Abstract
Mycoplasma contamination of cell cultures is a pervasive, often undiagnosed and ignored problem in many laboratories that can result in reduced cell proliferation and changes in gene expression. Unless contamination is specifically suspected, it is often undetected in two dimensional (2D) cultures and the resulting effects of mycoplasma contamination are rarely appreciated and can lead to incorrect conclusions. Three dimensional (3D) tissue cultures are increasingly utilized to explore tissue development and phenotype. However, 3D cultures are more complex than 2D cell cultures and require a more controlled cellular environment in order to generate structures necessary to mimic in vivo responses and are often maintained for longer time periods. Changes to the microenvironment are assumed to have a more extreme effect upon the success of 3D tissue cultures than 2D cell cultures, but the effects of mycoplasma have not been studied. To test this hypothesis, we grew 2D cell cultures and 3D tissues from pig kidney epithelial cells (LLC-PK1) that were contaminated with mycoplasma and the same stock of cells after mycoplasma removal. We did not observe an effect of mycoplasma contamination on proliferation in 2D monolayer cell culture. However, cyst formation in 3D tissues was altered, with effects upon the number, size and structure of cysts formed. These data serve to reinforce the necessity of testing cell stocks for mycoplasma contamination.
Highlights
Mycoplasmas are a group of microorganisms that lack a rigid cell wall and their small size (0.3 to 0.8 μm) and the flexibility afforded by the lack of a cell wall allows these contaminating organisms to pass through most sterile filtration units utilized in conventional cell biology laboratories [1]

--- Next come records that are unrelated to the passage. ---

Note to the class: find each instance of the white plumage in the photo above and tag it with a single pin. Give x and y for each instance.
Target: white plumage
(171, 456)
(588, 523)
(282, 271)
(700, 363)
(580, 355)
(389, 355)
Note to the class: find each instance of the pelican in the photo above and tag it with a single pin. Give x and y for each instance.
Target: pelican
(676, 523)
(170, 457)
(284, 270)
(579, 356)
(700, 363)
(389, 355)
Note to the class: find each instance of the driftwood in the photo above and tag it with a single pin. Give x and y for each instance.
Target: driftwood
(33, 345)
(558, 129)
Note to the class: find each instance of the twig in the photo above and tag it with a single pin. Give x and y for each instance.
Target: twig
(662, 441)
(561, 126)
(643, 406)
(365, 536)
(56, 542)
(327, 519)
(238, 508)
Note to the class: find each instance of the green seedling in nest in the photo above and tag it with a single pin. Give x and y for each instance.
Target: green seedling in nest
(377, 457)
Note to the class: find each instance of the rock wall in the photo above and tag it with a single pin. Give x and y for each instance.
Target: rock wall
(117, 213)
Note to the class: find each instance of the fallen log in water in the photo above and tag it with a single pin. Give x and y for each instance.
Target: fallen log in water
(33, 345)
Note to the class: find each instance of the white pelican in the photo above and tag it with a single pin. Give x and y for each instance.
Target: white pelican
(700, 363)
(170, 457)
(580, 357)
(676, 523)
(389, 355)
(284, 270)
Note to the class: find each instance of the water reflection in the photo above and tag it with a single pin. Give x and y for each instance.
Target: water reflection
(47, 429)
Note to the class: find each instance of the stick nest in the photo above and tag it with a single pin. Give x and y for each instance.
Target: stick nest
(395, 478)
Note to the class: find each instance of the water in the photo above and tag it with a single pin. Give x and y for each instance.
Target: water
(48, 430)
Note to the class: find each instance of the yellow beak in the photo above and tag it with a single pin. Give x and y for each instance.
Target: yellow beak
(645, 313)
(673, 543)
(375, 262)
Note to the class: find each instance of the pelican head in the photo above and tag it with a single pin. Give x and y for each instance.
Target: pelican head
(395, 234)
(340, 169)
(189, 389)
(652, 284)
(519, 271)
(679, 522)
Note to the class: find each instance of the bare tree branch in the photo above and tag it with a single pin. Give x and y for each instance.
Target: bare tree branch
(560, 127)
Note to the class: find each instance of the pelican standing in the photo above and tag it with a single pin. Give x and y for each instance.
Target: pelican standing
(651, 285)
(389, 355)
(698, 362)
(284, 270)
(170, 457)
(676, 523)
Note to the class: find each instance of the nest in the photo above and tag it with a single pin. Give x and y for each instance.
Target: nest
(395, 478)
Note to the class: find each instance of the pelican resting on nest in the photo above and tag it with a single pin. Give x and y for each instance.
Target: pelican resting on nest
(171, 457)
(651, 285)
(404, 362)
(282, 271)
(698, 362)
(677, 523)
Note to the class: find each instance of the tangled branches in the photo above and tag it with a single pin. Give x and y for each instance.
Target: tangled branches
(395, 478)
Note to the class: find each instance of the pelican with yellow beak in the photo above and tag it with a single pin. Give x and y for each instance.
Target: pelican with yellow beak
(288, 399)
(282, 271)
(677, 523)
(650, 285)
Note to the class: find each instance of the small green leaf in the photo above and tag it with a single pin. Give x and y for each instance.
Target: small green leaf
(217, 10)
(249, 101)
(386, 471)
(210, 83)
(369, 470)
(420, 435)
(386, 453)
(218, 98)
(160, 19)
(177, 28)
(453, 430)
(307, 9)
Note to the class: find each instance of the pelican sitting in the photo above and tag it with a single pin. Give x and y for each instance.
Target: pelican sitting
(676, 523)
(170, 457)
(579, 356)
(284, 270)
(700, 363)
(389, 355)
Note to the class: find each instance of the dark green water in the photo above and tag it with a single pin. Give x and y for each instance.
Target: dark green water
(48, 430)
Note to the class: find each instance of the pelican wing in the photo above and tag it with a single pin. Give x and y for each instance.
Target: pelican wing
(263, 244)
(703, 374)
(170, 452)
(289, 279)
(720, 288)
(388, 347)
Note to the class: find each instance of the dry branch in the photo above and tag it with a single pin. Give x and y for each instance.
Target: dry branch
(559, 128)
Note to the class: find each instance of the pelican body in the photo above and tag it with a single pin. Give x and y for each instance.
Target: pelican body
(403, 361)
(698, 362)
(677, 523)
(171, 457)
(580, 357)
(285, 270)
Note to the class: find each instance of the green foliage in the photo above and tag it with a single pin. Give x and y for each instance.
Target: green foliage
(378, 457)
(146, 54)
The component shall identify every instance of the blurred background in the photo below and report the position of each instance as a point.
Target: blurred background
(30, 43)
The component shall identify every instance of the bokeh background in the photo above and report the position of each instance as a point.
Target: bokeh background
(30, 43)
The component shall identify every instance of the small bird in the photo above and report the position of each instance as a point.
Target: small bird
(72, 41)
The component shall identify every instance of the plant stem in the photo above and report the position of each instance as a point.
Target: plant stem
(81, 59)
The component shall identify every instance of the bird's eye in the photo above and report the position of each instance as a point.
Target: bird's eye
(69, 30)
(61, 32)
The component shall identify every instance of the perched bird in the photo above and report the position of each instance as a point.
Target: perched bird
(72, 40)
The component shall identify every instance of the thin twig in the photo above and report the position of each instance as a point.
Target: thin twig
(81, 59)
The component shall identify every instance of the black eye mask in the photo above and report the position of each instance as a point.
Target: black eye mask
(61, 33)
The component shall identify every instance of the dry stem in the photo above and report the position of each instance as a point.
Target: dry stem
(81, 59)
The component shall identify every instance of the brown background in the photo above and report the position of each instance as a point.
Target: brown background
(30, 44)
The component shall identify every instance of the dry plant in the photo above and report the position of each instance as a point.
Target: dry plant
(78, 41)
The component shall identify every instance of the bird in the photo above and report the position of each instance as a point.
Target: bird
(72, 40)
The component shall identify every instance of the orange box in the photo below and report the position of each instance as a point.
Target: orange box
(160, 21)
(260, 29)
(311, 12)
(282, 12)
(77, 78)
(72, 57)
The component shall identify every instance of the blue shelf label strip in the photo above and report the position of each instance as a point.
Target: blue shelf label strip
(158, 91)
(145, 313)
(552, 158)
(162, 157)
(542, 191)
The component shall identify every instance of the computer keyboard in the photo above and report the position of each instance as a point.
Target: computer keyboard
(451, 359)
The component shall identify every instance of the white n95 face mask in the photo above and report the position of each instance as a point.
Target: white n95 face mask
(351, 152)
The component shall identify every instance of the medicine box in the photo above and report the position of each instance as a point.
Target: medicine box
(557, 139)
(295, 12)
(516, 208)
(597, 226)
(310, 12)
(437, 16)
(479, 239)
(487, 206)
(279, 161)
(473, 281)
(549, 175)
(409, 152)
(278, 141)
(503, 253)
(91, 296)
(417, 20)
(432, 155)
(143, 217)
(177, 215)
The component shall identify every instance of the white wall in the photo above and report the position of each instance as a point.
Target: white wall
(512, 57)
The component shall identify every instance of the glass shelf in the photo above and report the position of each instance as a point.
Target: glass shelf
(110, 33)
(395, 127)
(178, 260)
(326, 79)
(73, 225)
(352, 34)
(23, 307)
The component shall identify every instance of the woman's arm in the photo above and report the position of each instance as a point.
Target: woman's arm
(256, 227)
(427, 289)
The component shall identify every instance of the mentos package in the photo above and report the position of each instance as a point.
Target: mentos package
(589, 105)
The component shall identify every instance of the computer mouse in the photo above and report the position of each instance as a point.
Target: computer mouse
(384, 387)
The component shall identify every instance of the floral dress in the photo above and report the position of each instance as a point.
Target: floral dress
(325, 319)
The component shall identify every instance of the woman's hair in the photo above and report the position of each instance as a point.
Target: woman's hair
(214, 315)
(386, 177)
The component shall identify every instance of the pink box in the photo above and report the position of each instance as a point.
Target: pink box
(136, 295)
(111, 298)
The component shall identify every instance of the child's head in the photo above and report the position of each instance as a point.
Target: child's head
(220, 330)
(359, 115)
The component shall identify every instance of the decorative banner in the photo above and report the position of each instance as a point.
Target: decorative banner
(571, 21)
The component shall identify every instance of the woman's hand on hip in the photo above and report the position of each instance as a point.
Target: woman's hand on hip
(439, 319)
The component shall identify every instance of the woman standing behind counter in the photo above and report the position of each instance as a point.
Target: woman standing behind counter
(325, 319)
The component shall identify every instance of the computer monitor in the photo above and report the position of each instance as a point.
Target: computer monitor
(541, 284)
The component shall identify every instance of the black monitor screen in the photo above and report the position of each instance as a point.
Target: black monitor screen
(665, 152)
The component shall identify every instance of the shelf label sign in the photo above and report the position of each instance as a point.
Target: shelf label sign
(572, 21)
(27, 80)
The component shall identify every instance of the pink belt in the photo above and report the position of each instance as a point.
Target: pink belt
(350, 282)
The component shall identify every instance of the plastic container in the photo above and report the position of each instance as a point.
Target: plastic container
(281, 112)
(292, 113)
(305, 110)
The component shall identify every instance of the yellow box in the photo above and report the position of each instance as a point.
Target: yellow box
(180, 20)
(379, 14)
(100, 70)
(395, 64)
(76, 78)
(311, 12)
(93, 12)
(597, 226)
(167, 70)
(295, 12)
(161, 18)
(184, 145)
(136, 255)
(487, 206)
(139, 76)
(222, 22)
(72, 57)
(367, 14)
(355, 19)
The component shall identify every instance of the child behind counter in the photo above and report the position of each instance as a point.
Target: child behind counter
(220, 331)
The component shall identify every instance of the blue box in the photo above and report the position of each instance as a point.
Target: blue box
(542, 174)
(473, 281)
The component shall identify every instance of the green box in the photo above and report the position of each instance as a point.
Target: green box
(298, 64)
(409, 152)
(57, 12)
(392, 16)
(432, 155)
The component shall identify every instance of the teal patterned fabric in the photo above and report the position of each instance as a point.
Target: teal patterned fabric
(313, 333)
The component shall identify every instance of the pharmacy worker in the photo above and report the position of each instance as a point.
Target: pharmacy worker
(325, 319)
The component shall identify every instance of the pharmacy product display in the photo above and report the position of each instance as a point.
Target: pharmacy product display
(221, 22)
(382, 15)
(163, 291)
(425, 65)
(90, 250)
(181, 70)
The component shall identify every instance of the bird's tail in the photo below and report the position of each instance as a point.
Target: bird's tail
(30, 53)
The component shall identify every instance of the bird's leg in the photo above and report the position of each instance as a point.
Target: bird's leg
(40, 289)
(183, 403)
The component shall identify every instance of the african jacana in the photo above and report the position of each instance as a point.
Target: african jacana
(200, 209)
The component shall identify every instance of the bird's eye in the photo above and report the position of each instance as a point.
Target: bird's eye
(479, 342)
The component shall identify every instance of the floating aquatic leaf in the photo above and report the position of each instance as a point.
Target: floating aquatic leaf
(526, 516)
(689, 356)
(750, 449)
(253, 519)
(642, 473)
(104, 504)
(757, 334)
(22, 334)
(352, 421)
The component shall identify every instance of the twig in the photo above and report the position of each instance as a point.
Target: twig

We have examined the growth of a group of pig kidney epithelial cells (LLC-PK1) cells with different gene knockdowns of two different calcium channels, an isoform of the intracellular calcium channel inositol triphosphate receptor type 3 (InsP3R3) or polycystin 2 (PC2) in both 2D and 3D cultures both before and after mycoplasma removal
To examine mycoplasma contamination in 2D culture, we used a group of mycoplasma infected LLC-PK1 cells that had been unmodified or modified with short hairpin RNA to knockdown two different calcium channel proteins
Summary
Mycoplasmas are a group of microorganisms that lack a rigid cell wall and their small size (0.3 to 0.8 μm) and the flexibility afforded by the lack of a cell wall allows these contaminating organisms to pass through most sterile filtration units utilized in conventional cell biology laboratories [1]. We show for the first time that even though a mycoplasma contamination did not result in a proliferation defect or other notable cell culture defects in short-term 2D culture, the presence of the mycoplasma did have a significant impact upon 3D tissue morphology. Both the mycoplasma-positive and mycoplasma-negative cell lines were grown in 2D culture for 48 hours and their proliferation was measured by an MTT assay.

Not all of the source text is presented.